In a few weeks’ time, the US will approach an important financial landmark.

When the New Year comes, as usual, on January 1, the country will be standing on the verge of an abyss and gazing down in fear.

The Americans like thinking up all kinds of dramatic comparisons, and they have applied the phrase “fiscal cliff’ to the time when the Budget Control Act of 2011 comes into force.

Everybody is scared to step off this cliff.

On January 1, taxes will be raised for almost all the Americans, while budgetary expenditures – about a thousand governmental programs – will be automatically and radically cut down. This is what the lawmakers agreed upon last year to be able to deal with the all-time high public debt.

So the Americans themselves drew this line and then invented the “cliff term” so that one could be scared of this line.

Word has it that there are ample reasons to be scared.

Most of the forecasts are essentially saying that scaling the fiscal cliff will be a short-term ordeal for the US economy. The budget committee’s report, published in November, notes that the GDP will drop by 0.5 percent, unemployment will go up to 9.1 percent, and the economy may slip into a recession.

And what about the longer-term prospects?

It turns out that things are not so bad here. This is in fact the reason why it was decided to revise the budget. Just in a year’s time, economic growth will speed up, and a stronger labor market will have reduced unemployment to 5.5 percent by 2018.

Therefore, if Congressmen fail to make a deal (which they are frightenedly trying to do now, especially on TV and in newspapers) and leave the last year’s law alone, stepping (jumping?) off the cliff will be inevitable – just the way they conceived it. And the federal government will have to do what it has been refraining from doing all this time at its own will – to drastically change the fiscal policy. By 2020, budgetary revenues will be half a billion dollars higher than they would have been without these changes, expenditures will be just a little lower, but the public debt will amount to 14 trillion dollars, 5.5 trillion down on the projected 19.4 trillion. In other words, the US debt will account for 1.1 percent of GDP in the next 10 years if the lawmakers are bold enough to continue what they began and do not change anything, or it will 4.9 percent of GDP if some of them lose their nerve.

It is a very essential difference.

I wonder if everybody knows this.

President Obama is certain to know. So he, the White House’s main negotiator with the Republican Congressmen, has announced that his administration “is determined” to step off that cliff if the Republicans do not agree to increase taxes for the two richest percent of the population.

The president’s stance is becoming increasingly tougher with each day that brings the country closer to that line – perhaps because Obama knows only too well that the fiscal cliff has already been overstepped. This occurred when his government boosted the debt by a record number of trillions. This line was overstepped when the country had borrowed so much money that there is nothing more to borrow – not because nobody lends but because going on to borrow on such a scale is bound to bring down the world financial markets.

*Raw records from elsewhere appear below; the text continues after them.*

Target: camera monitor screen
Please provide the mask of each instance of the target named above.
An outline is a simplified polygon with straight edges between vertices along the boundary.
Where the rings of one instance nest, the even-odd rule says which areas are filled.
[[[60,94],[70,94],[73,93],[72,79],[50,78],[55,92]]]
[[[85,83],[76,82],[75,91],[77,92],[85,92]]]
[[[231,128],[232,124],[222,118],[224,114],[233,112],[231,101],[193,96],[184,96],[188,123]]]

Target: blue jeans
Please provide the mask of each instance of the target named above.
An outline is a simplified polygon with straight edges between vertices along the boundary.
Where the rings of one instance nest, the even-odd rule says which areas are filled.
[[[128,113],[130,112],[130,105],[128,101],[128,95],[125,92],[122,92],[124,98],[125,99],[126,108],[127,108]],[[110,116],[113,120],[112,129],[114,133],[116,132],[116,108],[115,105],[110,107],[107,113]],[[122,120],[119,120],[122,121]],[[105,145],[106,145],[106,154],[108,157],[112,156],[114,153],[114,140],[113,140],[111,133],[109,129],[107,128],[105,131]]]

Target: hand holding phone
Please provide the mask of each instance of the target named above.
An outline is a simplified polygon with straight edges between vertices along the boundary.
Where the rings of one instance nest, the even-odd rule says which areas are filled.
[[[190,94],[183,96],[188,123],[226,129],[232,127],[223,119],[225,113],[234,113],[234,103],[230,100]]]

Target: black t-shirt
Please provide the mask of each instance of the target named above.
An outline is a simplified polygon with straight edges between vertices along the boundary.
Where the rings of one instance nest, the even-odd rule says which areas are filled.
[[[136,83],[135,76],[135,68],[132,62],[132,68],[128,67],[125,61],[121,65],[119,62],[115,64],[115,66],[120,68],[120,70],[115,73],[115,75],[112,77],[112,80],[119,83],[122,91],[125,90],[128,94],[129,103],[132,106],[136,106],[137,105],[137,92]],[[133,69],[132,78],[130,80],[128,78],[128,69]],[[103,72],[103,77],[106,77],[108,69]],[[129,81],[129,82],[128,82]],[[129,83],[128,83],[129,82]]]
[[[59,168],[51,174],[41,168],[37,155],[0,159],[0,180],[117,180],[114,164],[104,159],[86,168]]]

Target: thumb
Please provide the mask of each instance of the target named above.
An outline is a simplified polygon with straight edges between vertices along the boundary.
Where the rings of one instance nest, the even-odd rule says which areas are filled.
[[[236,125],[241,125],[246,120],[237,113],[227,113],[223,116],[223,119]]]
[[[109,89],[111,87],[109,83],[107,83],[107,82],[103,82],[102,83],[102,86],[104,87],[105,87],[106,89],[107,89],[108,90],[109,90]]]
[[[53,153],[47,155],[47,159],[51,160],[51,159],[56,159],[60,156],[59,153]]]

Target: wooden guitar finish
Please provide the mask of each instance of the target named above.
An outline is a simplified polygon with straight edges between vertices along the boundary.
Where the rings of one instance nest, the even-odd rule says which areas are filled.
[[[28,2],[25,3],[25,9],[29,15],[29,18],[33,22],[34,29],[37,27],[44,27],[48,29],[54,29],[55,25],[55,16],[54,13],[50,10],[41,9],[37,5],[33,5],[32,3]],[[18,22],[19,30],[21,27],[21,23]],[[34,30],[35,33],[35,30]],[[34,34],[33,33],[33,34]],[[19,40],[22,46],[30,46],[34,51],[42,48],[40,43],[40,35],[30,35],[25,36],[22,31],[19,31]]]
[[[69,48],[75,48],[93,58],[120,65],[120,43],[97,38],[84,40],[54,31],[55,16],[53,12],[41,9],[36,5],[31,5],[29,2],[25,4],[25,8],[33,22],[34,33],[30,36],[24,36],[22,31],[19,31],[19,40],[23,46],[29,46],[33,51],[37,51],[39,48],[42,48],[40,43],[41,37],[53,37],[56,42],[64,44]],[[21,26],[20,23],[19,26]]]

US revenues can no longer exceed the debt and public expenditures which have been constantly growing since the mid-to-late 20th century and, at the same time, have been raising a generation of people who are looking for a governmental sop.

This is a most tragic thing for a country where individuals still speak of and believe in the “American dream” and are used to relying on themselves rather then on their government.

I wonder if they will manage to revive this dream at the bottom a fiscal abyss.